The other programs compiled properly, and yet failed in execution, but my recall is fuzzy. One of them had the job of trying to watch automobile traffic through several cameras, day and night, and try to give consistent identity to the images seen through separate cameras, their motion patterns, and so forth. The cameras did not have overlapping fields of view. Not an easy problem, especially on rainy nights with street reflections from headlights. I don’t recall the exact failures, but things like data structure Maps started to fail with Address Faults. That should not ever happen, according to theory, but it really does.
On and off, I did have quite a bit of success with OCaml. But getting clients to accept OCaml in the code base, c.a. 2000-2005 was a major problem.
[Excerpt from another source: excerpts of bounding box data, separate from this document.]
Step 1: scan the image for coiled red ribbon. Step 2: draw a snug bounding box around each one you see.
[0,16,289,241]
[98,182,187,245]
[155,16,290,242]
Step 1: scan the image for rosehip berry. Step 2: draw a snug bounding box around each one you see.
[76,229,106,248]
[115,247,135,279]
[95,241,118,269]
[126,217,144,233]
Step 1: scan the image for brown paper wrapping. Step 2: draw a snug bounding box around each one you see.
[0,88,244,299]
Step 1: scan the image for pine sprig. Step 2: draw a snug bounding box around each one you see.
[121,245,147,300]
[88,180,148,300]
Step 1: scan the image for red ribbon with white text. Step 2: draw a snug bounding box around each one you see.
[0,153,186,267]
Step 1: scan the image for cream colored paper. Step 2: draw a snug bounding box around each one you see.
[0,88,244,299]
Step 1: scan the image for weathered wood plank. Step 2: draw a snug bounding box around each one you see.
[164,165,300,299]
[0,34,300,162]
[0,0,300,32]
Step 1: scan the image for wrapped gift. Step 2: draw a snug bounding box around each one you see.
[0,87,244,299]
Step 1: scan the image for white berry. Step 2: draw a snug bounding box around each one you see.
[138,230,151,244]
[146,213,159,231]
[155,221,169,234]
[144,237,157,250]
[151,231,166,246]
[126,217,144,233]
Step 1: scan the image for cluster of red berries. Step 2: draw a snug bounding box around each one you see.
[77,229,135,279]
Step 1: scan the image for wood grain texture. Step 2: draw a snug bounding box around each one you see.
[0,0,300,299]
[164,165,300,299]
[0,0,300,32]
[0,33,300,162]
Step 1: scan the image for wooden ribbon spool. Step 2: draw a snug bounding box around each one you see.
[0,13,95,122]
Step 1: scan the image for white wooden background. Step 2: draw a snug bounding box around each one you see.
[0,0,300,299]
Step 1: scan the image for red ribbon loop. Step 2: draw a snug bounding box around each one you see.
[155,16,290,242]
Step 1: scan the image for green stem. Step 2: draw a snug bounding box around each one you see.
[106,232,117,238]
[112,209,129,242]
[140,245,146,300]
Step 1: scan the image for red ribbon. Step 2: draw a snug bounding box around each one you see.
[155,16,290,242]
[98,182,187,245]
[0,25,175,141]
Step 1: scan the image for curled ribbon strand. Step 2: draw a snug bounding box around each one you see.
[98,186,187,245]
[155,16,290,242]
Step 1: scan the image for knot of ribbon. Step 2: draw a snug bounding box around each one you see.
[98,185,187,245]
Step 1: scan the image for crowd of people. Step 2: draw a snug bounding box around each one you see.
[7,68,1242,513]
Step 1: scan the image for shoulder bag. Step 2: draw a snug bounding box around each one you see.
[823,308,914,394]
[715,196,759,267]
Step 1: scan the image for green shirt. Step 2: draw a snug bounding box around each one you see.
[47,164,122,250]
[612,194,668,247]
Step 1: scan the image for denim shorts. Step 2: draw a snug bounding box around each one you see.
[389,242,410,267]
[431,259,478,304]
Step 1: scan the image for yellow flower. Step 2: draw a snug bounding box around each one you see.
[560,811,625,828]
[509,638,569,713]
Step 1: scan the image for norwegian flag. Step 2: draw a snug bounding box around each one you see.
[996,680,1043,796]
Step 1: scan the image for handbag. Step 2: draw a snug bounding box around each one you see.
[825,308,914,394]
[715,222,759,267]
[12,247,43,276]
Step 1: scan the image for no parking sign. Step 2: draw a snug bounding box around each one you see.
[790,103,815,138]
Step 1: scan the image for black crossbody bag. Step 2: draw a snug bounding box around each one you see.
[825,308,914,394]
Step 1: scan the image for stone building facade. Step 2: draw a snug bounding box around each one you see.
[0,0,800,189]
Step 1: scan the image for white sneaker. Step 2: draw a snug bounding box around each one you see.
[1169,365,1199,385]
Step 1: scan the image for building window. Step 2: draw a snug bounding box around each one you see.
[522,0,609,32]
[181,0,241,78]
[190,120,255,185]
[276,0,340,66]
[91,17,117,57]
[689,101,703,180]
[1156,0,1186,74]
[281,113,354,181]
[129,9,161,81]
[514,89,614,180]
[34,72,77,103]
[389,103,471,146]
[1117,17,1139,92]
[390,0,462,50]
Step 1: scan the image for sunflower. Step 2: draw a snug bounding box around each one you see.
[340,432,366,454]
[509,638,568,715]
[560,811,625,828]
They all had their in-house experts telling them that C++ and Java was the way to go… (I managed to avoid Java in my career).
Another major project was an Embedded Scheme compiler aimed at DSP’s c.a. 2008. That worked quite well for me, no failures to speak of. But I did learn during that effort that pattern matching has its limits. You often want to match subtrees and stubs, and just writing them out becomes an exercise in write-only code. A fallback effort done later in Lisp succeeded even better, but that’s probably because of the lower impedance mismatch between Lisp / Scheme, compared to OCaml / Scheme.
I never learned nor made use of the OOP in OCaml. Never seemed necessary. But then they started implementing syntax sugar to represent optional args, etc. and quite frankly the effort looks really cheesy and difficult to read. You might as well just use Common Lisp and be done with it.
Then around 2008 I got invited to speak at the European Common Lisp Meeting in Hamburg, and they made their preferences for Lisp be strongly known. Despite whatever I had in OCaml, that would be of no interest to them. So I began reentry into Lisp in a serious way, and I have been there since. Lisp for me had been on/off since about 1985. There were side diversions into Forth, C, Objective-C-like compilers, Smalltalk, and lots of DSP coding in bare-metal DSP Assembly. Transputers and Occam for a while. Massively parallel computing on a 4096 processor SIMD DAP Machine, 46 node MIMD machines based on DSP / Transputers for airborne LIDAR underwater mine detection systems. Lots of history…
- DM
> On Apr 17, 2017, at 23:56, Joachim Durchholz <jo at durchholz.org> wrote:
>
> Am 17.04.2017 um 21:26 schrieb David McClain:
>> And BTW… the breakthrough had absolutely nothing to do with typing
>> and type inference. The success arose because of clean versus unclean
>> control-flow. So you could say that OCaml adhered to “Structured
>> Programming” in a better manner, which corresponds entirely to a fad
>> cycle 2 layers back in time.
>
> That's not the first time I hear such statements.
> One other instance is Erlang users writing that it's not the functional
> aspect that is making it effective (Erlang isn't particularly strong in
> that area anyway), it's garbage collection (i.e. no invalid pointers to
> dereference).
>
>> But then after several years of pushing forward with OCaml, in
>> writing math analysis compilers and image recognition systems, I
>> began to find that, despite proper typing and clean compiles, system
>> level issues would arise and cause my programs to fail. The holy
>> grail of provably correct code came tumbling down in the face of
>> practical reality.
>
> What happened with these OCaml programs?
> I do see quite a few deficits in OCamls practices, but I don't know how relevant they are or if they are even related to your experience, so that would be interesting to me.